For all these years, I’ve kept the metal cylinder in my freezer, ready at a moment’s notice to turn cream into ice cream. That moment came yesterday, catching me off-guard, and involved only cantaloupe and sugar, no cream at all.

While TwinBoyA eagerly watched and advised me, I scooped cantaloupe to the scale where we could measure a precise “one pound, five ounces.” Then, we processed the melon until it was smooth and added a cup and a half of sugar and processed it another thirty seconds. He carefully set the timer for an hour and we chilled it the exact amount of time. When the buzzer rang, into the ice cream maker it went and he and TwinBoy B turned the handle three times every three minutes until it was done fifteen minutes later.

Then into the freezer it went.

My husband stayed home with Babygirl while I took the boys to the pool. I didn’t want to take her because although school is out, no one notified Mother Nature and chilly winds blew dour clouds around the afternoon sky. Despite the warmth of the heated wading pool, I knew Babygirl would be cold.

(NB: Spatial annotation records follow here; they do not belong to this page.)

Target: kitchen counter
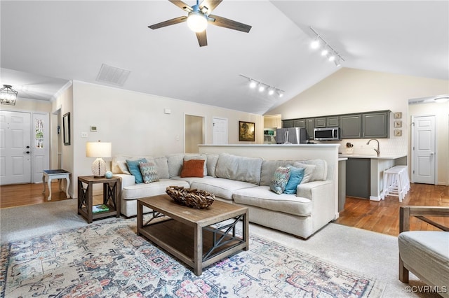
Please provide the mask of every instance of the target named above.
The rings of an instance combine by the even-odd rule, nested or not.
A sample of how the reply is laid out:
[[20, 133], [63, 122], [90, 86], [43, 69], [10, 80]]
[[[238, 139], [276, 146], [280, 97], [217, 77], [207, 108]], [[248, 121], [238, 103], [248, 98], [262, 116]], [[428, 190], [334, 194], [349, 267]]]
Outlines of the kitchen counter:
[[406, 154], [394, 154], [394, 155], [387, 155], [387, 154], [381, 154], [380, 156], [377, 156], [375, 154], [373, 155], [368, 155], [368, 154], [339, 154], [339, 157], [347, 157], [347, 158], [371, 158], [374, 159], [397, 159], [401, 157], [406, 157]]
[[[381, 154], [380, 156], [375, 154], [339, 154], [338, 157], [349, 159], [349, 166], [347, 167], [347, 195], [369, 199], [372, 201], [380, 201], [383, 198], [384, 171], [397, 165], [407, 165], [406, 154]], [[363, 159], [369, 159], [363, 162], [363, 164], [366, 164], [363, 169], [366, 170], [362, 169], [358, 165]], [[351, 159], [354, 162], [360, 160], [360, 162], [354, 164], [350, 162]], [[353, 164], [357, 164], [355, 166], [356, 168], [351, 168], [351, 165]], [[366, 177], [369, 180], [368, 184], [365, 183]]]

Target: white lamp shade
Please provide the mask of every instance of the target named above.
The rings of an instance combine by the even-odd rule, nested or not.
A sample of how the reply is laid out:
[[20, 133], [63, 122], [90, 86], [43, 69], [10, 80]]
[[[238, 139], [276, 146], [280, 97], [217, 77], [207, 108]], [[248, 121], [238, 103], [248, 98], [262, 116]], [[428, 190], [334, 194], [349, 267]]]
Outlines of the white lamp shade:
[[86, 156], [88, 157], [110, 157], [112, 146], [107, 142], [88, 142], [86, 143]]

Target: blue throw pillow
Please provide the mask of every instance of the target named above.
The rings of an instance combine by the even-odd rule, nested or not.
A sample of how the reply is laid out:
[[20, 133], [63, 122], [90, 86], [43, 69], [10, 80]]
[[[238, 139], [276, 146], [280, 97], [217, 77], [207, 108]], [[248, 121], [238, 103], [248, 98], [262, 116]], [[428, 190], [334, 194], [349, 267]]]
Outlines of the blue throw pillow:
[[140, 162], [147, 162], [147, 159], [145, 158], [137, 160], [126, 159], [126, 165], [128, 166], [129, 172], [131, 175], [135, 177], [135, 184], [142, 183], [143, 182], [143, 178], [142, 177], [140, 168], [139, 167], [139, 164]]
[[304, 178], [304, 168], [290, 167], [290, 178], [286, 186], [284, 194], [294, 194], [296, 193], [296, 187], [301, 183]]

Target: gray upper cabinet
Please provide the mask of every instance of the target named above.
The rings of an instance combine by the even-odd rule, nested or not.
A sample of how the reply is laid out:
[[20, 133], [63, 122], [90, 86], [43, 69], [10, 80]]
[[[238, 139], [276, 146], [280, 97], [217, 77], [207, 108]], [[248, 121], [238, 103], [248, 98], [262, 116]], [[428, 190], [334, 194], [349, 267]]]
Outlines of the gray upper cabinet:
[[314, 120], [315, 127], [326, 127], [326, 118], [322, 117], [320, 118], [315, 118]]
[[340, 127], [341, 139], [389, 138], [390, 111], [282, 120], [282, 127], [305, 128], [307, 139], [314, 139], [314, 129]]
[[326, 127], [338, 127], [340, 125], [339, 116], [330, 116], [326, 118]]
[[293, 127], [293, 120], [282, 120], [282, 128]]
[[309, 140], [314, 139], [314, 128], [315, 128], [315, 120], [314, 118], [306, 119], [306, 132]]
[[361, 137], [361, 115], [343, 115], [340, 118], [342, 139], [360, 139]]
[[293, 127], [306, 128], [306, 120], [305, 119], [294, 120]]
[[362, 114], [362, 138], [389, 137], [389, 111]]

I wore blue jeans, a cotton shirt, a jean jacket, heavy white socks, red Ked slip-on sneakers and carried Jayber Crow with me to read. A pack of mostly pre-teen boys jostled in the pool, playing basketball, mostly. YoungestBoy had the diving board to himself and perfected a little chubby swan dive, while I held my book open in my lap, but mostly chatted with DaycareKid who ambled over to me and sat on the adjacent lounge chair. He was shivering, so I covered him in a towel and we chatted as if we had not already spent ten hours together. His mother came over, apologizing for him, but I said, “No problem. It’s no problem at all.”

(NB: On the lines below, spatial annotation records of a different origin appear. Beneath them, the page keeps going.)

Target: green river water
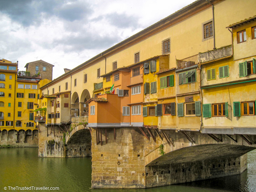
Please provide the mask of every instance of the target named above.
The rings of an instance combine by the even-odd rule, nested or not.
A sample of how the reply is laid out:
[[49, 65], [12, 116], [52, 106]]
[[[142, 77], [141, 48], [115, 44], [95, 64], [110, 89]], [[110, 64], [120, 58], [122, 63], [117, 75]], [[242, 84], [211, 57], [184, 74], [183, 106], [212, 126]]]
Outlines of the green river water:
[[[91, 189], [91, 157], [39, 158], [36, 147], [0, 149], [0, 191], [255, 192], [256, 150], [248, 153], [248, 169], [241, 175], [146, 189]], [[59, 189], [9, 190], [16, 186]]]

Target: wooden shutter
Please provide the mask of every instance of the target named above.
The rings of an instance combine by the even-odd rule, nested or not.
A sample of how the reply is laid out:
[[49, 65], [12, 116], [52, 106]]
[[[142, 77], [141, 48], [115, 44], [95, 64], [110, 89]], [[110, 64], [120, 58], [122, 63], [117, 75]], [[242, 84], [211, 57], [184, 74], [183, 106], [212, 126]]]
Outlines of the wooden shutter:
[[142, 114], [143, 117], [147, 117], [148, 116], [148, 107], [143, 107]]
[[149, 83], [145, 83], [144, 84], [144, 94], [149, 93]]
[[199, 101], [195, 102], [195, 116], [201, 116], [201, 102]]
[[155, 107], [155, 109], [156, 109], [155, 114], [156, 116], [162, 115], [162, 104], [157, 104]]
[[240, 102], [233, 102], [233, 111], [234, 111], [234, 117], [240, 117]]
[[203, 104], [202, 105], [202, 117], [211, 117], [211, 104]]
[[178, 103], [177, 105], [178, 108], [178, 116], [183, 117], [183, 103], [181, 102]]
[[228, 104], [227, 102], [225, 103], [225, 116], [229, 117], [229, 112], [228, 111]]
[[174, 75], [170, 75], [170, 87], [174, 86]]
[[150, 71], [155, 72], [156, 71], [156, 61], [152, 61], [150, 62]]
[[176, 110], [175, 108], [175, 102], [171, 103], [171, 113], [172, 115], [176, 115]]

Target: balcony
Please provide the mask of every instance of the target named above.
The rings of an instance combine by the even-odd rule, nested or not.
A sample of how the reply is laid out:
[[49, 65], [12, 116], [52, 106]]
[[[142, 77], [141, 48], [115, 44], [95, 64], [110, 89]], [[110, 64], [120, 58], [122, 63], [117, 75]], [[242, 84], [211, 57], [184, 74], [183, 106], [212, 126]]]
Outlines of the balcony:
[[139, 83], [143, 82], [143, 74], [139, 75], [137, 76], [135, 76], [131, 77], [130, 81], [130, 85], [135, 85]]
[[176, 59], [177, 69], [183, 69], [198, 64], [198, 54], [187, 57], [181, 60]]

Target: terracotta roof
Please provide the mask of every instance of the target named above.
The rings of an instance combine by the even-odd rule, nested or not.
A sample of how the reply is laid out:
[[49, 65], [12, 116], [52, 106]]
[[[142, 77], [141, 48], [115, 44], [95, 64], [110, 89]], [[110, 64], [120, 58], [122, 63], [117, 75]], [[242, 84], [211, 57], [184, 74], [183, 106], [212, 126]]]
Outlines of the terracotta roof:
[[239, 25], [242, 25], [244, 23], [247, 23], [252, 21], [254, 21], [256, 20], [256, 15], [255, 15], [252, 17], [249, 17], [248, 19], [245, 19], [243, 20], [240, 21], [237, 23], [235, 23], [232, 25], [229, 25], [229, 26], [226, 27], [226, 28], [234, 28]]
[[90, 98], [88, 101], [85, 102], [85, 103], [89, 103], [91, 101], [95, 101], [95, 102], [107, 102], [108, 100], [105, 98]]

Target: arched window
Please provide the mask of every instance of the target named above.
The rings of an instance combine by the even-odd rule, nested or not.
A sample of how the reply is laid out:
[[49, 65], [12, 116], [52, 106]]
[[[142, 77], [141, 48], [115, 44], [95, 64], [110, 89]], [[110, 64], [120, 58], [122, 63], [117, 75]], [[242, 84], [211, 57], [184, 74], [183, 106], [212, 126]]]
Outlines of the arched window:
[[4, 119], [4, 112], [0, 112], [0, 119]]
[[16, 127], [21, 127], [21, 121], [16, 121]]
[[5, 84], [4, 83], [0, 83], [0, 88], [5, 88]]
[[0, 74], [0, 80], [5, 81], [5, 75], [4, 74]]

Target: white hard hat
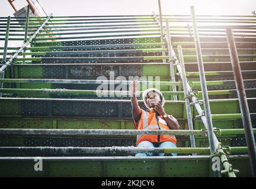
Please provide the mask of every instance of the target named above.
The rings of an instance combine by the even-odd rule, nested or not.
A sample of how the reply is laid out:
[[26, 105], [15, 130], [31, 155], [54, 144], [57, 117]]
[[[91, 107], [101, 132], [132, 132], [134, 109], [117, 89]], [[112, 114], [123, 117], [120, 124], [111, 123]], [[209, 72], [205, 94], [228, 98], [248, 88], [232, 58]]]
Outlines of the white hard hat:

The kids swam and played for two hours while I read in fits and starts, depending on the interruptions.

The sorbet’s exile to the freezer came to an end just as we walked in the door. The boys each had a scoop and I gave my husband two for good measure.

My husband advised me he prefers his cantaloupe unprocessed. The boys ate their small scoops, but no one clamored for more. Next time we use that ice cream maker we’ll be using fudge, marshmallows and broken up Oreos. And we won’t be waiting sixteen years, either. I predict a summer full of ice cream and many more days of wild play at the pool, clouds or not.